It took about 30 years to process 72 million Mexican family history names for pilot.familysearch.org, a genealogy search engine in beta testing for the popular FamilySearch Web site. Now, the church is looking for more Spanish-reading volunteers to try new indexing tools at indexing.familysearch.org.

Paul Nauta, FamilySearch public affairs manager, said he hopes the work can now go much faster on other projects -- if they can find more Spanish-reading volunteers to try the new Spanish language indexing tools at indexing.familysearch.org.

"Part of the challenge we have with all the massive amounts of Spanish data we want to put online is that we need people that can read Spanish to help index those," Nauta said.

But response, so far, has not matched expectations.

"We haven't figured out what the secret is to getting Spanish-reading volunteers online," Nauta said.

According to the FamilySearch Web site, indexing volunteers extract family history information from digital images of historical documents to create searchable indexes that help researchers find their ancestors.

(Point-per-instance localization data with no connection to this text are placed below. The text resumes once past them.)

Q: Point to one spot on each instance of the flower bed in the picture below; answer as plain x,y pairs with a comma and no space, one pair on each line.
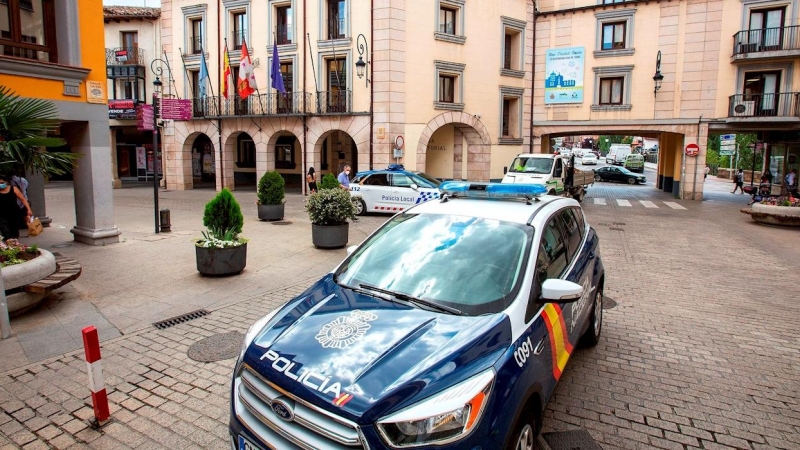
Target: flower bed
784,211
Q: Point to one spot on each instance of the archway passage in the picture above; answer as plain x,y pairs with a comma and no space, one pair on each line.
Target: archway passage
457,146
203,163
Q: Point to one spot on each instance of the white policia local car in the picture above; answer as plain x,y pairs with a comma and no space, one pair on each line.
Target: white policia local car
447,328
392,190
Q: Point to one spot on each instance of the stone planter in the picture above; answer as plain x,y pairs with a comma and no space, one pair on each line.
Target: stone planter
19,275
787,216
330,236
221,261
270,212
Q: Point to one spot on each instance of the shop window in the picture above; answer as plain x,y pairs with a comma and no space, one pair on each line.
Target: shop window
27,29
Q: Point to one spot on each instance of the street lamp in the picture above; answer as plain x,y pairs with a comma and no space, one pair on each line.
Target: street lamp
657,78
362,48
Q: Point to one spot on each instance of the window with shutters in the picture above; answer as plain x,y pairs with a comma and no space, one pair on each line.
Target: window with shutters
28,29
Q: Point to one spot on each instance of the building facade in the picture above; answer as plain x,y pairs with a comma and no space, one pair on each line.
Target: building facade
447,93
54,50
726,67
133,42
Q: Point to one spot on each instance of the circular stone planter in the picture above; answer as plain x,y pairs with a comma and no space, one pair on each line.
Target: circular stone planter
330,236
221,261
270,212
19,275
787,216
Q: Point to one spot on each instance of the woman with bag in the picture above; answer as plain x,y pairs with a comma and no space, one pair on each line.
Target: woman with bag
9,211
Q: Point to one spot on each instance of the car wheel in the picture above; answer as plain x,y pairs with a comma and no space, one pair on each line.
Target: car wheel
361,207
592,335
524,437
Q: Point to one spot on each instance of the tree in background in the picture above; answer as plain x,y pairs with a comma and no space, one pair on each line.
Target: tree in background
24,124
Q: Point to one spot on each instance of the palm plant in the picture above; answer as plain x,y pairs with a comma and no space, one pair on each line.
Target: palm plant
24,123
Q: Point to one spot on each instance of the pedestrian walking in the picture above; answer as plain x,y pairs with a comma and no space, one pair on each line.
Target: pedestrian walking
9,211
739,182
311,179
344,180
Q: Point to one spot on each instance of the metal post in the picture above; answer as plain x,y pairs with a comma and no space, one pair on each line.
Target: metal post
5,322
155,158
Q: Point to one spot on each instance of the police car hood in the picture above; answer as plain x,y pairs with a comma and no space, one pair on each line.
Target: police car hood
361,357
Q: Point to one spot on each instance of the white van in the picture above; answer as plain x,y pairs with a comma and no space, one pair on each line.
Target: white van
617,153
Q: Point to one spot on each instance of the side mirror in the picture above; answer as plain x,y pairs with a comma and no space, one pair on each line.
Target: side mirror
562,291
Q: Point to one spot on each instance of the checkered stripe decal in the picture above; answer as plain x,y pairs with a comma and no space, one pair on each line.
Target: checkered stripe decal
425,196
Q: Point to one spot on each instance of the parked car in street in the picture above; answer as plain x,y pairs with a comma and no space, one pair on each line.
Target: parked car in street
391,190
449,328
621,174
634,162
588,158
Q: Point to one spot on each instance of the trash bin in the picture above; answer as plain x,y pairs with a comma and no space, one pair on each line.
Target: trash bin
164,220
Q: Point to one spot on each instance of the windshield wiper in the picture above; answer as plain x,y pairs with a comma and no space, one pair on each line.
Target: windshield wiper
409,298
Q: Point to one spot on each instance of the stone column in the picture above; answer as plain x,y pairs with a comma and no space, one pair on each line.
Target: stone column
94,203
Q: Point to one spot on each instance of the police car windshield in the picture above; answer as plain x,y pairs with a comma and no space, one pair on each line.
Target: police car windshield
467,263
532,165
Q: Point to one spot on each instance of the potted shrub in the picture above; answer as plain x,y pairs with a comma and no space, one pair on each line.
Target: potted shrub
329,210
270,196
221,251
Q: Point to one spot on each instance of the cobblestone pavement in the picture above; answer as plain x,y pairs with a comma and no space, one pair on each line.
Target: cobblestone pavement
700,352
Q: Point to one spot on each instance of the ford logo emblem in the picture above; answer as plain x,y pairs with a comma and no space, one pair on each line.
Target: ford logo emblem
283,410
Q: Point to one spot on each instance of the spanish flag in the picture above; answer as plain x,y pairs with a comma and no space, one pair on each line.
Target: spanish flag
559,339
226,71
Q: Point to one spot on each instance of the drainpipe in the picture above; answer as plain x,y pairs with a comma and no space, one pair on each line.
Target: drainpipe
219,75
694,183
372,83
305,114
533,76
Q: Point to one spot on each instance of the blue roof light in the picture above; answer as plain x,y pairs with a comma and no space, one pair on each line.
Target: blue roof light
491,190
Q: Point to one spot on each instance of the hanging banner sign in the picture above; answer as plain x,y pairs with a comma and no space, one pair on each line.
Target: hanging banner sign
144,118
564,71
176,109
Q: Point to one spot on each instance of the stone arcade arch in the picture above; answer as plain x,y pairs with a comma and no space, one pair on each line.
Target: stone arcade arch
469,136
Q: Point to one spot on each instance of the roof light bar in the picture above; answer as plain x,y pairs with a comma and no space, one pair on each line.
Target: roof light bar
491,190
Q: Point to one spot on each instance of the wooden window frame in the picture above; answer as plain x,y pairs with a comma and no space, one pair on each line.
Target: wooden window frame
15,41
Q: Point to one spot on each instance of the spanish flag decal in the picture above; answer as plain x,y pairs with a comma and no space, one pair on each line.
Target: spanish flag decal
342,399
559,340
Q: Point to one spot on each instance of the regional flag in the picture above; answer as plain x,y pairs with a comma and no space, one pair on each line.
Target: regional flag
226,72
276,75
247,80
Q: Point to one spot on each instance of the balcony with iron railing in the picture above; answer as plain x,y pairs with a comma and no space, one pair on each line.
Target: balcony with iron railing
781,42
275,104
768,106
125,56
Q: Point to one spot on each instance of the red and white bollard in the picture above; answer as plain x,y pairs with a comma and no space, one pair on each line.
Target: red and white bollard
97,384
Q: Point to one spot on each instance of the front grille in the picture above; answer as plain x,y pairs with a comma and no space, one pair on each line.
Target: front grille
312,427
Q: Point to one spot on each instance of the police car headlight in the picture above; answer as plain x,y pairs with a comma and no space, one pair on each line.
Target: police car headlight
445,417
254,330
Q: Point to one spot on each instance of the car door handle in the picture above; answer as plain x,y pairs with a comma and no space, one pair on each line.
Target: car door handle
539,347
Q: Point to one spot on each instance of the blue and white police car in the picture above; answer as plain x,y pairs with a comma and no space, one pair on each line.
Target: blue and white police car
447,328
392,190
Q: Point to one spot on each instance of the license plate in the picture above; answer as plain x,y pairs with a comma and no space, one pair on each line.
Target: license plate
244,444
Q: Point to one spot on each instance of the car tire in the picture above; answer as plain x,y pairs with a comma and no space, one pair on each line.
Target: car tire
361,207
525,432
591,337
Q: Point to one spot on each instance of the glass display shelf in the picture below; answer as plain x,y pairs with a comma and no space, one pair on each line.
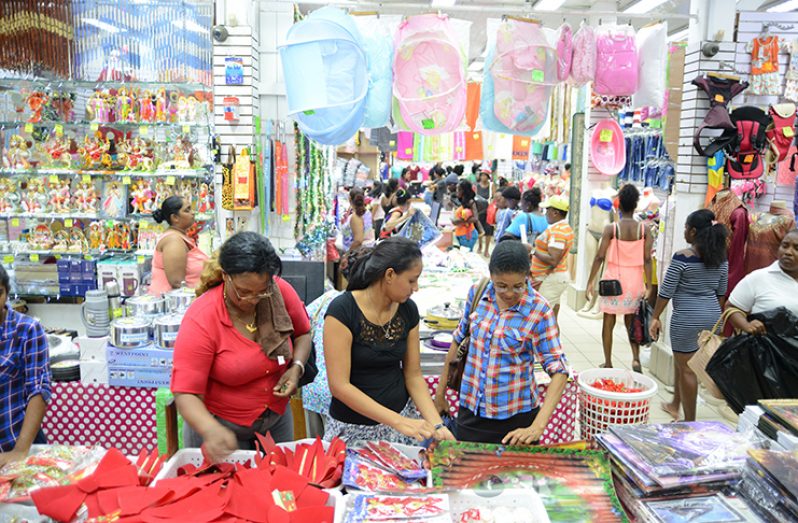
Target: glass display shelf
61,84
144,128
76,172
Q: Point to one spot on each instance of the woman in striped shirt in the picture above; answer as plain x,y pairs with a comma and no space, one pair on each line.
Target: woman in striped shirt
696,282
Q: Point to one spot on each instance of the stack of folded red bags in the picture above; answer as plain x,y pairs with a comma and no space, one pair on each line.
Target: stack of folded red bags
281,487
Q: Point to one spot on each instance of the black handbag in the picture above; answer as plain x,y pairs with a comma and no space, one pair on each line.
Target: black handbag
612,287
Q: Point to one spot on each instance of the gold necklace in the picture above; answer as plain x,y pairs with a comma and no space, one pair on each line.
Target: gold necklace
252,326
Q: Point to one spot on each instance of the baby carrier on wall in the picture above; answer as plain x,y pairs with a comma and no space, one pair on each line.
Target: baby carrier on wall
746,160
719,90
780,133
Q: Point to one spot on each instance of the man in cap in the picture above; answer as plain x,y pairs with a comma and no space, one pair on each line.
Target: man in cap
549,259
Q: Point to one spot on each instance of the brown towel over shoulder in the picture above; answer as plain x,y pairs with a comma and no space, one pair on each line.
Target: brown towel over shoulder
274,326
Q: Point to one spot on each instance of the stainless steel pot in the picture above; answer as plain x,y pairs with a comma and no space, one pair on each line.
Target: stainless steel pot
178,300
130,333
145,306
164,329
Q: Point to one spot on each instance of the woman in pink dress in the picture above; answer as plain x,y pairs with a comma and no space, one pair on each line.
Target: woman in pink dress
626,249
177,259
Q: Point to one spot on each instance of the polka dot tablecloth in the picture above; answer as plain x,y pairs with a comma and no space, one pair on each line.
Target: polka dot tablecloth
121,417
562,425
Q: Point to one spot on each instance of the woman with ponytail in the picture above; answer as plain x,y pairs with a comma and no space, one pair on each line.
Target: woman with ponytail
241,350
177,259
696,283
372,352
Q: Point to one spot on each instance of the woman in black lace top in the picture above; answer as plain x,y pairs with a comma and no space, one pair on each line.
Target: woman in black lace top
371,347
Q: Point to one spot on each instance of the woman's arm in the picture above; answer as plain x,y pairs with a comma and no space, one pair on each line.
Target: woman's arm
175,254
356,224
417,386
338,356
601,255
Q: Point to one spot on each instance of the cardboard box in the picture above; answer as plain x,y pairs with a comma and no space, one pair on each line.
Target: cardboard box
144,357
91,349
144,377
94,372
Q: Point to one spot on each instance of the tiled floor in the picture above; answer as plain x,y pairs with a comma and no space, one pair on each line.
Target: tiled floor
582,340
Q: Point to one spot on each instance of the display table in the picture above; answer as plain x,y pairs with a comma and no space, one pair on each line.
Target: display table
121,417
562,425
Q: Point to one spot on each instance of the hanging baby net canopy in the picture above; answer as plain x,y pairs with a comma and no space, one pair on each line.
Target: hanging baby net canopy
429,78
326,76
520,73
378,46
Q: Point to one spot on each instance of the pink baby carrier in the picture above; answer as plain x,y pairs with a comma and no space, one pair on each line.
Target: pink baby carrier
521,73
616,62
429,76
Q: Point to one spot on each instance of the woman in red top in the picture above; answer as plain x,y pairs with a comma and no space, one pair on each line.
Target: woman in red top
241,350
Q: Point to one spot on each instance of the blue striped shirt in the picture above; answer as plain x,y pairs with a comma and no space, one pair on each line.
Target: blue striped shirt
24,372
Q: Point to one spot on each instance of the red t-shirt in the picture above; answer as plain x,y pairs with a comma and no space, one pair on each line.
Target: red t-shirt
212,359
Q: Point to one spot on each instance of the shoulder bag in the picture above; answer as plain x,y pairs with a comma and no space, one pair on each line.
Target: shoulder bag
454,377
708,344
612,287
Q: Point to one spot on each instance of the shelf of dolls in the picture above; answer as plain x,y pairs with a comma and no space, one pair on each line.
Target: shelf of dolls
75,173
60,85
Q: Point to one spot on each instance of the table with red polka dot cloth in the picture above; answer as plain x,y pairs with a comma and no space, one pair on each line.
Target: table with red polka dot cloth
121,417
562,425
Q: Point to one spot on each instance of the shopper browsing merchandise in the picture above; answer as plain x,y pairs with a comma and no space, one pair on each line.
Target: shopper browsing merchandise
508,208
768,288
241,350
530,222
24,379
510,327
466,220
177,259
696,283
357,229
398,215
626,247
372,352
549,259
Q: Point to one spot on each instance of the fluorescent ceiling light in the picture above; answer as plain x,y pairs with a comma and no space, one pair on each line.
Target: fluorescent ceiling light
549,5
643,6
102,25
783,7
679,36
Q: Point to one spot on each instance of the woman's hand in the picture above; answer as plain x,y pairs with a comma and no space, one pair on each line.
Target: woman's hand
755,327
654,328
444,434
218,443
288,383
414,428
525,436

To demonstrate how well the new indexing technology has been doing in English, Nauta contrasts the 1880 U.S. Census with the 1900 U.S. Census. Some 20,000 volunteers spent more than 12 million hours processing names from the 1880 census using old technology -- sending images on CDs, capturing information on paper and then entering the data. A force of 2,000 volunteers using the new technology at indexing.familysearch.org processed the names on the larger 1900 U.S. Census in only 12 months.

The Spanish language version of the indexing program was added to indexing.familysearch.org in May. Currently the project is concentrating on the 1930 Mexico Census, the 1869 Argentina Census, Spain Lugo Church records and Venezuela Merida Church records.

"We have a grundle more waiting to be done," Nauta said, "but the only thing stopping them from happening is we need Spanish-reading indexers."

Nauta explained that the time commitment to work on indexing is not great. He said a census page may take a seasoned indexer about 15 minutes total and a newcomer about 30 minutes. An indexer can do the project in short segments -- saving their work online. If an indexer can't finish the page, the system will automatically assign the unfinished part to somebody else.

"So not even 10 minutes of work will be wasted and we'll take it," Nauta said.